Ce qui se passe en Libye n’est rien d’autre que le commerce des esclaves auquel s’étaient livrés dans le passé les ancêtres des criminels d’aujourd’hui

Je reviens à l’actualité et je pose une question très simple : avait-on besoin d’un reportage de la chaîne de télévision américaine CNN pour savoir que, depuis quelques années, dans le chaos libyen, un trafic très lucratif de ressortissants de pays subsahariens se pratique en Libye ? Ce qui se passe n’est rien d’autre que le commerce des esclaves auquel s’étaient livrés dans le passé les ancêtres des criminels d’aujourd’hui.

Une forme d’apartheid

J’ai eu l’occasion de me rendre en Libye à la fin des années 1990. C’était à l’occasion d’une conférence sur l’information organisée par l’Organisation de l’unité africaine (OUA), qui se muait en Union africaine (UA). Bien entendu, je me suis promené dans Tripoli et sa médina, en quête d’immigrés d’Afrique subsaharienne. Ceux-ci étaient unanimes sur un point : ils n’étaient pas les bienvenus en Libye, où ils subissaient une forme d’apartheid.

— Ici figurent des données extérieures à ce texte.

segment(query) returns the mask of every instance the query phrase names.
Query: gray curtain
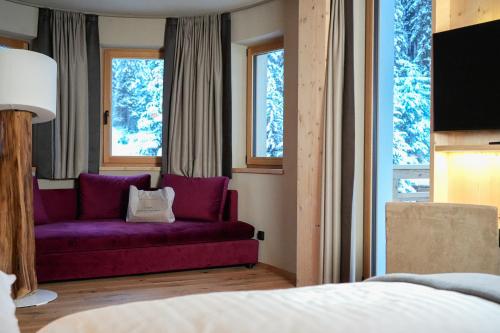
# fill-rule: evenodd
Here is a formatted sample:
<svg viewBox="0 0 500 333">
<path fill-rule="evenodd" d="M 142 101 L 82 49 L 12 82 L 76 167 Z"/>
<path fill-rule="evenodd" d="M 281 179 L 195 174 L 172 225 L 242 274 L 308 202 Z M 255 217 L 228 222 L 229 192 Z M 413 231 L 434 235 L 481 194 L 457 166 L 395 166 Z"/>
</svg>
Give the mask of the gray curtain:
<svg viewBox="0 0 500 333">
<path fill-rule="evenodd" d="M 222 175 L 230 177 L 233 170 L 233 99 L 231 82 L 231 14 L 221 16 L 222 43 Z"/>
<path fill-rule="evenodd" d="M 177 18 L 167 18 L 165 25 L 165 41 L 163 47 L 164 68 L 163 71 L 163 113 L 162 113 L 162 173 L 168 172 L 168 142 L 170 138 L 170 106 L 172 100 L 172 84 L 174 82 L 175 46 L 177 41 Z"/>
<path fill-rule="evenodd" d="M 89 95 L 88 172 L 99 173 L 101 161 L 101 48 L 99 20 L 96 15 L 85 16 L 85 34 Z"/>
<path fill-rule="evenodd" d="M 87 42 L 91 43 L 89 48 Z M 58 64 L 57 117 L 49 124 L 34 127 L 33 165 L 37 168 L 37 176 L 66 179 L 76 178 L 88 170 L 98 172 L 100 60 L 97 17 L 40 9 L 33 50 L 51 56 Z"/>
<path fill-rule="evenodd" d="M 88 72 L 85 15 L 54 11 L 52 45 L 58 65 L 54 178 L 88 170 Z"/>
<path fill-rule="evenodd" d="M 33 51 L 52 57 L 52 33 L 50 19 L 52 11 L 46 8 L 38 10 L 37 38 L 33 41 Z M 36 166 L 38 178 L 54 177 L 54 123 L 33 125 L 32 163 Z"/>
<path fill-rule="evenodd" d="M 169 119 L 168 173 L 222 175 L 221 15 L 179 18 Z"/>
<path fill-rule="evenodd" d="M 322 282 L 352 279 L 354 68 L 352 1 L 332 0 L 324 128 Z"/>
</svg>

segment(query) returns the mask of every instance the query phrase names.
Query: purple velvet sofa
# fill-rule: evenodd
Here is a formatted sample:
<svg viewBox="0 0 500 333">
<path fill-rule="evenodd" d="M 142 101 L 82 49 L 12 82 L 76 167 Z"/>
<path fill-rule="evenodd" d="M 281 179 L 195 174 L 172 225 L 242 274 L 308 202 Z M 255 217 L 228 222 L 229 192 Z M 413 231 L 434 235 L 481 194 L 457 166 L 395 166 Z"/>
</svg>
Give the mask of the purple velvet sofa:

Des Libériens m’ont affirmé que des Libyens avaient craché sur leur ambassadeur. J’étais plus qu’outré. Mes faits et gestes étaient-ils suivis à la loupe ? Je n’en sais rien. Mais quelle ne fut pas ma surprise lorsqu’un confrère libyen qui travaillait à l’Agence de presse panafricaine me demanda un soir pourquoi je menais une enquête sur les Libyens noirs. Telle n’était pas ma démarche, mais cette question me troubla.

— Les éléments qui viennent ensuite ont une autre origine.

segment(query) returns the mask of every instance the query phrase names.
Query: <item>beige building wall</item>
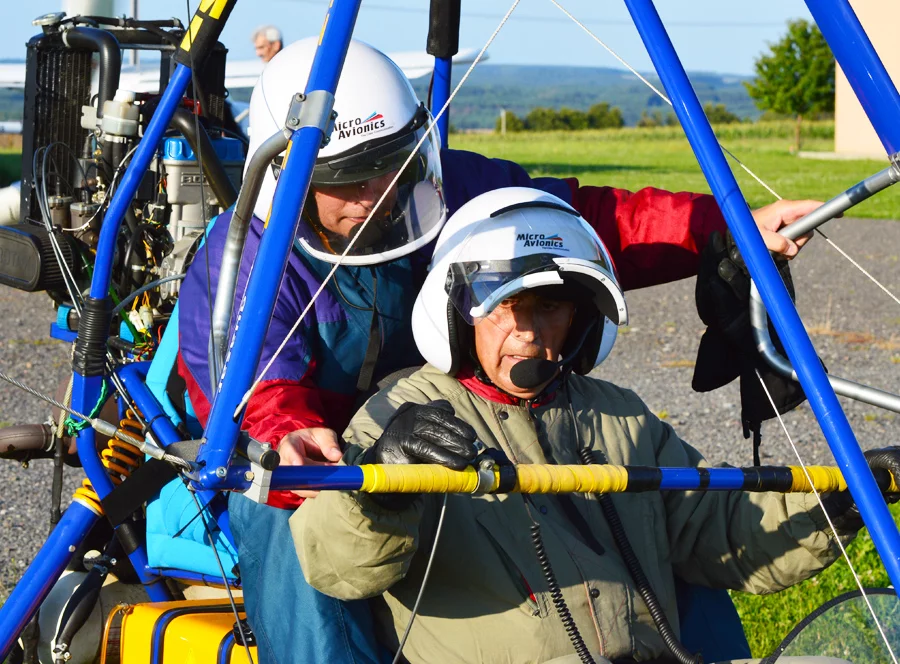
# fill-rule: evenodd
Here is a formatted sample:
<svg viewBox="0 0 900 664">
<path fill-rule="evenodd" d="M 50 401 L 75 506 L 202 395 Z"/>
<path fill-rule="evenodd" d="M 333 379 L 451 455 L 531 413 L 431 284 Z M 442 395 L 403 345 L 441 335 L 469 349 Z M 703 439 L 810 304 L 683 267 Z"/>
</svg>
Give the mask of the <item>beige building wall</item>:
<svg viewBox="0 0 900 664">
<path fill-rule="evenodd" d="M 894 84 L 900 87 L 900 0 L 850 0 L 850 4 Z M 879 159 L 885 156 L 878 135 L 840 67 L 834 101 L 834 149 L 846 155 Z"/>
</svg>

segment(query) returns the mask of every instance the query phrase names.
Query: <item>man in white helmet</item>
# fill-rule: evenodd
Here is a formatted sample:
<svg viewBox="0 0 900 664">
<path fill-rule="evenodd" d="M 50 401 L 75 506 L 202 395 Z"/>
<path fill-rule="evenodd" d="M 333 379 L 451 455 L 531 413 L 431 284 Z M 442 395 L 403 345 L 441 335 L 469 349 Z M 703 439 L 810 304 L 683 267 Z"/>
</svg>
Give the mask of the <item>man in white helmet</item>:
<svg viewBox="0 0 900 664">
<path fill-rule="evenodd" d="M 282 129 L 293 95 L 305 88 L 315 47 L 315 39 L 289 45 L 260 76 L 250 103 L 251 154 Z M 296 250 L 288 259 L 260 367 L 276 354 L 349 238 L 370 214 L 372 220 L 304 325 L 290 333 L 244 410 L 244 429 L 275 446 L 285 464 L 339 460 L 336 432 L 346 426 L 359 395 L 380 376 L 421 364 L 410 320 L 431 257 L 430 243 L 447 216 L 478 194 L 499 187 L 534 186 L 571 202 L 607 239 L 626 289 L 696 274 L 698 252 L 709 234 L 724 229 L 718 206 L 708 195 L 655 189 L 632 194 L 610 187 L 581 187 L 574 179 L 530 178 L 512 162 L 455 150 L 441 152 L 434 134 L 428 132 L 430 116 L 403 72 L 361 42 L 350 44 L 334 109 L 337 121 L 315 165 Z M 391 185 L 410 156 L 409 167 Z M 279 174 L 276 159 L 255 207 L 236 302 L 243 296 Z M 382 196 L 384 201 L 376 209 Z M 764 209 L 757 219 L 761 228 L 773 231 L 814 206 L 782 202 Z M 183 380 L 201 423 L 206 421 L 211 400 L 210 302 L 215 297 L 230 214 L 219 217 L 181 290 L 180 329 L 190 334 L 180 334 L 173 378 Z M 770 248 L 796 253 L 796 244 L 769 231 Z M 552 234 L 554 229 L 542 232 Z M 170 387 L 174 384 L 169 381 Z M 303 498 L 273 492 L 269 505 L 293 509 Z M 288 513 L 256 506 L 242 497 L 230 501 L 230 511 L 250 622 L 258 631 L 268 623 L 280 634 L 272 636 L 272 641 L 286 643 L 303 619 L 293 614 L 286 617 L 259 598 L 266 592 L 262 589 L 266 583 L 272 584 L 274 592 L 284 579 L 299 579 L 299 573 L 275 571 L 291 565 L 296 570 L 286 534 Z M 261 569 L 271 573 L 263 575 Z M 344 607 L 335 610 L 341 612 Z M 270 611 L 268 617 L 265 611 Z M 336 656 L 332 661 L 338 661 Z"/>
<path fill-rule="evenodd" d="M 662 664 L 693 661 L 678 643 L 676 574 L 764 593 L 837 559 L 810 494 L 658 491 L 653 468 L 705 462 L 631 391 L 585 375 L 626 321 L 610 254 L 572 207 L 524 188 L 464 205 L 413 312 L 428 364 L 354 416 L 344 462 L 463 470 L 477 440 L 515 464 L 643 467 L 628 482 L 647 491 L 455 494 L 443 516 L 440 495 L 325 492 L 290 519 L 307 581 L 345 600 L 380 598 L 376 627 L 393 650 L 418 605 L 403 648 L 412 664 L 588 653 Z M 844 542 L 861 523 L 845 516 L 835 522 Z"/>
</svg>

 Les belles paroles remplissent les oreilles mais pas les ventres. Sans idéal la vie devient stérile

En observant ce qui se passe aujourd’hui en Libye, je me demande s’il faut persuader cette jeunesse d’Afrique subsaharienne de renoncer au rêve d’un mieux-être ailleurs. Pour lui proposer quoi en échange ? Nul n’ignore que la plupart de nos pays sont des mirages pris en otages par des fossoyeurs. Comment, dans ces conditions, retenir ces jeunes désespérés dont les chimères ont pris des ailes ? Les belles paroles remplissent les oreilles mais pas les ventres. Sans idéal la vie devient stérile. Résultat : nos enfants sont, tels des objets, vendus aux enchères en Libye.

Kadhafi l’avait prédit

Depuis sa mort, l’ancien dirigeant libyen Mouammar Kadhafi est devenu une icône des jeunes et des moins jeunes en Afrique subsaharienne. Je rappelle que, le 19 décembre 1989, un DC 10 de la compagnie aérienne UTA venant de Brazzaville et à destination de Paris après une escale à N’Djamena avait explosé dans le ciel du désert du Ténéré, au Niger. Bilan : 170 morts, dont 48 Congolais, 25 Tchadiens, 5 Camerounais, 3 Zaïrois, 2 Centrafricains, 2 Maliens, 1 Algérien, 1 Marocain et 1 Sénégalais.

L’attentat avait été préparé par Abdallah Senoussi, beau-frère de Kadhafi et numéro deux des services secrets libyens. Une valise contenant des explosifs avait été déposée dans la soute au départ de Brazzaville par Abdallah Elazragh, premier conseiller à l’ambassade de Libye au Congo. Tripoli dut payer 215 millions de dollars aux familles des victimes.

En 2010, lors d’une visite officielle à Rome, en Italie, Kadhafi demanda à son hôte, Silvio Berlusconi, d’octroyer 5 milliards de dollars à la Libye : « Sinon les Noirs vont vous envahir », lui avait-il prédit.